Agentic AI and Search Agents
Source: Dev.to
Agentic AI – Reflections on Two Papers
(Notes from my three‑day deep‑dive into the MDPI review and the arXiv pre‑print 2508.05668. I used Notebook LM to generate a quick summary before reading; I’ll comment on that at the end.)
1. Why “Agentic” AI Is Different
In our AI class we’ve spent a lot of time talking about agents – the sense‑think‑act loop, how they perceive, form opinions, and take actions.
-
Standard LLMs (the “bones” we discussed in class) are reactive:
- Input → Output → Done.
-
Agentic AI goes further:
- The system can pursue a goal over multiple steps without constant human guidance.
- It sets sub‑goals, selects tools, executes actions, evaluates results, and adjusts its plan.
- All of this happens with minimal human involvement.
The idea sounds simple, but the actual implementation is far more complex – that’s what both papers explore.
2. The MDPI Review (Big‑Picture Overview)

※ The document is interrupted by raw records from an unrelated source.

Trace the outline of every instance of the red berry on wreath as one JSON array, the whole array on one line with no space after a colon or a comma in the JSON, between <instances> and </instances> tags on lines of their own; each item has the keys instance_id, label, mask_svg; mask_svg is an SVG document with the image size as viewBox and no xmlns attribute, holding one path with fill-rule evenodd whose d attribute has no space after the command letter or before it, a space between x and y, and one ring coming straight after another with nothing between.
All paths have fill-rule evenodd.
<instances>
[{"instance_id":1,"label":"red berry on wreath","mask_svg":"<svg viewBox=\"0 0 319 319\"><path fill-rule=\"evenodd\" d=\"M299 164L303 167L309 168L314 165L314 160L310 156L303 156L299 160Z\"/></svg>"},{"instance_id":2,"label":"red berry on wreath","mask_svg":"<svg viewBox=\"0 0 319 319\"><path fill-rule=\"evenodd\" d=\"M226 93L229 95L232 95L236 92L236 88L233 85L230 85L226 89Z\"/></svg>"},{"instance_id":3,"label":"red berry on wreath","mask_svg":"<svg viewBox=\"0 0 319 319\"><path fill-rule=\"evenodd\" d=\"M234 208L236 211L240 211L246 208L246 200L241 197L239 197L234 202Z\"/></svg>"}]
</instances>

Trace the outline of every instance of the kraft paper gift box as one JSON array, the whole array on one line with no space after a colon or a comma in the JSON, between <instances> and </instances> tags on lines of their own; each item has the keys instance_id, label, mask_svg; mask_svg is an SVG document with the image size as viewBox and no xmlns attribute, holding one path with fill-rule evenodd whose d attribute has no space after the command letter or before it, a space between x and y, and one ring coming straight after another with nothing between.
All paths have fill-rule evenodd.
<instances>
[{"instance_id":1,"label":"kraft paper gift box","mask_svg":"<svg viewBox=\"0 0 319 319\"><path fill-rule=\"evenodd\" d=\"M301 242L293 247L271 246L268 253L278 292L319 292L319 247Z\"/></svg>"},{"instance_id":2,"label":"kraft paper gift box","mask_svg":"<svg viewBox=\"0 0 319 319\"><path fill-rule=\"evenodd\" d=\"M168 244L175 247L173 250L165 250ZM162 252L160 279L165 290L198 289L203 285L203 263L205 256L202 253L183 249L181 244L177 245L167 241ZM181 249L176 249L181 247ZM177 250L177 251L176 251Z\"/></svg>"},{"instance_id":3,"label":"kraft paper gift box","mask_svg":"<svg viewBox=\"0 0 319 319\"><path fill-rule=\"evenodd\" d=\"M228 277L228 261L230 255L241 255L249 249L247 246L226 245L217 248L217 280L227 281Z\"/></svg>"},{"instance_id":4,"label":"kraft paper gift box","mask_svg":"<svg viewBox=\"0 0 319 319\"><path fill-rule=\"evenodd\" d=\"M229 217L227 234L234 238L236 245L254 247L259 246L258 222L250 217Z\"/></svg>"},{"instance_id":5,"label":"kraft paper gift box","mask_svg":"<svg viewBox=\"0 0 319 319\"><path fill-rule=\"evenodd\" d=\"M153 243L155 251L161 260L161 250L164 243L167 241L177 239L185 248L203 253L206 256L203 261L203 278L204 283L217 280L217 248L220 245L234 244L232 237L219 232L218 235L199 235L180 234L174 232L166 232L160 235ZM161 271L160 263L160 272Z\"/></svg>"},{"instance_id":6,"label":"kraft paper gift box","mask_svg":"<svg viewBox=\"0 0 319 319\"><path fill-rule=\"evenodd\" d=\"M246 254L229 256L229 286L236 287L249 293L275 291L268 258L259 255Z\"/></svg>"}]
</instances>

The MDPI article is a broad review that covers:
- Delineations – definitions and scope.
- Frameworks & Infrastructures – architectural models.
- Operations & Challenges – practical considerations.
2.1 Architectural Models that Stood Out
| Model | Core Idea | When It Shines |
|---|---|---|
| ReAct | Cycle: Reason → Act → Observe → Reason again. | Simple, fast tasks; mirrors the introductory sense‑think‑act cycle we covered. |
| Hierarchical / Supervisor | A top‑level agent breaks a problem into sub‑tasks and delegates to specialized sub‑agents. | E.g., “write a request‑exploration report”: the supervisor hands web‑search to one agent, data analysis to another, writing to a third. This maps directly onto the multi‑agent systems we discussed. |
| BDI (Belief‑Desire‑Intention) | Tracks an agent’s beliefs (what it thinks is true), desires (what it wants), and intentions (what it is currently committed to). | Provides a clear trace for responsibility and transparency, key themes in AI ethics. |
| Neuro‑Symbolic (Concentrated Neuro‑Symbolic Design) | Combines neural networks (good at perception, pattern matching) with symbolic reasoning (good at structured, traceable logic). | Argues that both are needed; echoes our semester‑long debate on whether deep learning alone suffices. |
3. The arXiv Paper (Deep Hunt Agents)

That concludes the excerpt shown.